An estimated 60% of people with dementia worldwide live in developing countries [1]. The number of people affected by dementia is expected to increase to a greater extent in developing countries, such as China, than in developed countries (300% compared with 100% between 2001 and 2040) [1]. By the year 2036, 20% of the population of China will be aged over 65 years, double that of 10% in the year 2000 [2]. As the population ages it is particularly important to understand predisposing factors to debilitating age-related disorders such as cognitive impairment, so that effective public health interventions can be developed.

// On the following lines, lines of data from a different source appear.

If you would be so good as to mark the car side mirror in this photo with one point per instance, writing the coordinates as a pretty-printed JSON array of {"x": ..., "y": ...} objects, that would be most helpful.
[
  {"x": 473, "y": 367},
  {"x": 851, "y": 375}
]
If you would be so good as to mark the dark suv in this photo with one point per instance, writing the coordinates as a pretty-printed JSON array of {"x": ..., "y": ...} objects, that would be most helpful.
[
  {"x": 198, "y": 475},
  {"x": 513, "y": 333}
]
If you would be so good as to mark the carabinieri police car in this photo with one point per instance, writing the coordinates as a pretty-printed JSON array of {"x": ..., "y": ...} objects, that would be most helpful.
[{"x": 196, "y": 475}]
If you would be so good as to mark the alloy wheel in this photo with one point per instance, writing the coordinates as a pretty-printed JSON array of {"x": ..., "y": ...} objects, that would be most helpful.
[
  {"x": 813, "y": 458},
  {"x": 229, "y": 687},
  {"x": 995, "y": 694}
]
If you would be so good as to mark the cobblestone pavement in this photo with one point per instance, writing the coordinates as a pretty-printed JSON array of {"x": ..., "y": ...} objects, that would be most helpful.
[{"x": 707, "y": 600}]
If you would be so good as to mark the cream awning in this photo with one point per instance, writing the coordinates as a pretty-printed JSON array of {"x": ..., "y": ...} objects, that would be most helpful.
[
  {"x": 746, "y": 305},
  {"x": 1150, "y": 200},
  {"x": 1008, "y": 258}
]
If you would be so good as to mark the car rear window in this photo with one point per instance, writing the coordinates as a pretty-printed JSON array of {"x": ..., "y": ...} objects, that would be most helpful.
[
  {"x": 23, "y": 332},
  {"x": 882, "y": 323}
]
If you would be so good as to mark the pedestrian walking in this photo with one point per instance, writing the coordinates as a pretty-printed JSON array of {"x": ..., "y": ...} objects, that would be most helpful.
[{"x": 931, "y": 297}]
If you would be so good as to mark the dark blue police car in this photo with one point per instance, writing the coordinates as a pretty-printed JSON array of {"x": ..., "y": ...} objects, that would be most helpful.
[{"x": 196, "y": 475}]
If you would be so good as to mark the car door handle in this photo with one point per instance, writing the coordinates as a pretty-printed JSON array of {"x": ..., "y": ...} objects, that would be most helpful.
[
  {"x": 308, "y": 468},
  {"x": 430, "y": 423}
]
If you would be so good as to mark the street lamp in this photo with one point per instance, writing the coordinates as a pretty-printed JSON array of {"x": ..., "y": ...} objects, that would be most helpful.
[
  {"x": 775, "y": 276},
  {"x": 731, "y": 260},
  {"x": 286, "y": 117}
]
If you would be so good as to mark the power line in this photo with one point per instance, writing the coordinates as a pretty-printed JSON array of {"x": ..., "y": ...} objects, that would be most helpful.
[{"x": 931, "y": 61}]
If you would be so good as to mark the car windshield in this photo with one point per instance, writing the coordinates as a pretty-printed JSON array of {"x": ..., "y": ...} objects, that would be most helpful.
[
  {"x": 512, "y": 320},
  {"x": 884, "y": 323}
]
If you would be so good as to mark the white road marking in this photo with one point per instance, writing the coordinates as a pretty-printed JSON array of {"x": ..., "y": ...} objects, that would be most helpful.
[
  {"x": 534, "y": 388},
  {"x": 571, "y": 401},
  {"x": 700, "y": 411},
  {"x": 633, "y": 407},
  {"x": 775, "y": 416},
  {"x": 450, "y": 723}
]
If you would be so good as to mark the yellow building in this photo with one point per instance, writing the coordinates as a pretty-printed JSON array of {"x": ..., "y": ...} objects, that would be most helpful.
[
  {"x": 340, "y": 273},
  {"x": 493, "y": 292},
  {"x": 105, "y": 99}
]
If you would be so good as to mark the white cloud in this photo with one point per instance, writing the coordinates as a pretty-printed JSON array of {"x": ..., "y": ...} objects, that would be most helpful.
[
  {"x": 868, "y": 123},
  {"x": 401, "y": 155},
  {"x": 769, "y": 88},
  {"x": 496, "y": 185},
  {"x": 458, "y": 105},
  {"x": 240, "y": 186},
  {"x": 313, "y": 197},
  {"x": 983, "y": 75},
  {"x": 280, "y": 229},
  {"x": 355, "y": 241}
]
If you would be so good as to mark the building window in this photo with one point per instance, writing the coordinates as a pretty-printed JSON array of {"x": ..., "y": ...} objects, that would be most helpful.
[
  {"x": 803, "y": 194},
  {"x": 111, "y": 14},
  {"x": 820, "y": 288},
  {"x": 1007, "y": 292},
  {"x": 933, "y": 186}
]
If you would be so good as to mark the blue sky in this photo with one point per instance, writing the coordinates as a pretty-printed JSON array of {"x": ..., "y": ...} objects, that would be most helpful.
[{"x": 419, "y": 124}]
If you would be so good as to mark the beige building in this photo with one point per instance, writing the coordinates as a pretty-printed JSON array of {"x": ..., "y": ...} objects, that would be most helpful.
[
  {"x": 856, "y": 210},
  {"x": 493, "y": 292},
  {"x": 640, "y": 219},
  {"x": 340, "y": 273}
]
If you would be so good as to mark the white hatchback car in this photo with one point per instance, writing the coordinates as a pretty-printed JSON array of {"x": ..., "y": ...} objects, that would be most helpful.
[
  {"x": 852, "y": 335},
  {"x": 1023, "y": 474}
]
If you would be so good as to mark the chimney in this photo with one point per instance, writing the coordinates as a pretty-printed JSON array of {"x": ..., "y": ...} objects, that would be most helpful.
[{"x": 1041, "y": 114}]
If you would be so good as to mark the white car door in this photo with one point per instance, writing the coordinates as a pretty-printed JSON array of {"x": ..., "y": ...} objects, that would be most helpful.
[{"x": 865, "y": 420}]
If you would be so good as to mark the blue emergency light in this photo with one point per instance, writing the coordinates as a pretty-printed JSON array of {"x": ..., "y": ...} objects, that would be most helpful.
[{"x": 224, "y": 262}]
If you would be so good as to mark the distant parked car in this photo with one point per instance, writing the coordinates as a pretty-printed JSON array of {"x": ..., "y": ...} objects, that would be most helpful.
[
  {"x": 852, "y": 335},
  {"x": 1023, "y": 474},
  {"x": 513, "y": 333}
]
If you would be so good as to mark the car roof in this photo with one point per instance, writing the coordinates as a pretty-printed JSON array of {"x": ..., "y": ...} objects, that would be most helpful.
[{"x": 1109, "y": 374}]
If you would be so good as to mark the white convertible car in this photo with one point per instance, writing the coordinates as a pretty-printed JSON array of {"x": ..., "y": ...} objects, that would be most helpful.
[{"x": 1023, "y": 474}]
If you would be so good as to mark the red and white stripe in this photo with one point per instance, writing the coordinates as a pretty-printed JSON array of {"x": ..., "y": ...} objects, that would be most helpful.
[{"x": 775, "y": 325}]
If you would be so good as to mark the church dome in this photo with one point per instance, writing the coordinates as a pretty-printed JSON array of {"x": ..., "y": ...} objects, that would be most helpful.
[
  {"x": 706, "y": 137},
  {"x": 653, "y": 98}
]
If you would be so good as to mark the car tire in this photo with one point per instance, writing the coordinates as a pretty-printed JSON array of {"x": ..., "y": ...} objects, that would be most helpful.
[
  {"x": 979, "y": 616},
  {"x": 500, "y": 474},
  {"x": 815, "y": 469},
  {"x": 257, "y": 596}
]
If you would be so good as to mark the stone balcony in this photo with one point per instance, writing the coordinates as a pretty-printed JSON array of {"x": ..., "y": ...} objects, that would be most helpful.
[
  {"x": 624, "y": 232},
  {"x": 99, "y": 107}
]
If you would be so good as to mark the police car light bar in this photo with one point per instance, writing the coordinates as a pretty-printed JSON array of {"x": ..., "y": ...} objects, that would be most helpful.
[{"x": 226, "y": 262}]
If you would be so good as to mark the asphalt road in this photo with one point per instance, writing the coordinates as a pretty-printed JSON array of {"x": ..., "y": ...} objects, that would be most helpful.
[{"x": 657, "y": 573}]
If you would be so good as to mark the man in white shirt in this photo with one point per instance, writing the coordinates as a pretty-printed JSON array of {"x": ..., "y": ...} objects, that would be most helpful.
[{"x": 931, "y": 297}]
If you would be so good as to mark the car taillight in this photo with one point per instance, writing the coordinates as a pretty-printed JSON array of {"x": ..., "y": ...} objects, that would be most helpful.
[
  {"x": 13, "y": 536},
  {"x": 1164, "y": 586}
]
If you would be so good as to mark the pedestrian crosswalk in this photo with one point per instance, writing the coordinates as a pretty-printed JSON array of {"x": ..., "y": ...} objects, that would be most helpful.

Early life exposures may contribute to adulthood cognitive impairment either by affecting brain structure and/or function such that there is greater resilience to degeneration, i.e., “cognitive reserve hypothesis” or by increasing vulnerability to neurodegenerative processes [3]. In addition, there is growing evidence that early life exposures, such as childhood socioeconomic status or skeletal growth are related to cognitive function throughout life, including later adulthood [46]. However, the specific aspect(s) of early conditions underlying these associations are not clear. Some evidence exists to suggest there may be an association between childhood nutrition and cognitive function, although this is largely limited to studies on young children, where animal protein intake has been positively associated with earlier walking in infants[7, 8] and dietary supplementation with meat in infants and children in developing countries associated with better cognitive function up to school age [9, 10], independent of iron status [8, 9]. Protein energy supplementation from non-meat sources (vegetables, milk and sugar) given from birth to 24 months in developing populations has been positively associated with cognitive function in early adulthood (mean age 32 years), especially in women [11]. It remains unclear whether childhood nutrition, proxied by meat eating, is associated with cognitive function in later adulthood.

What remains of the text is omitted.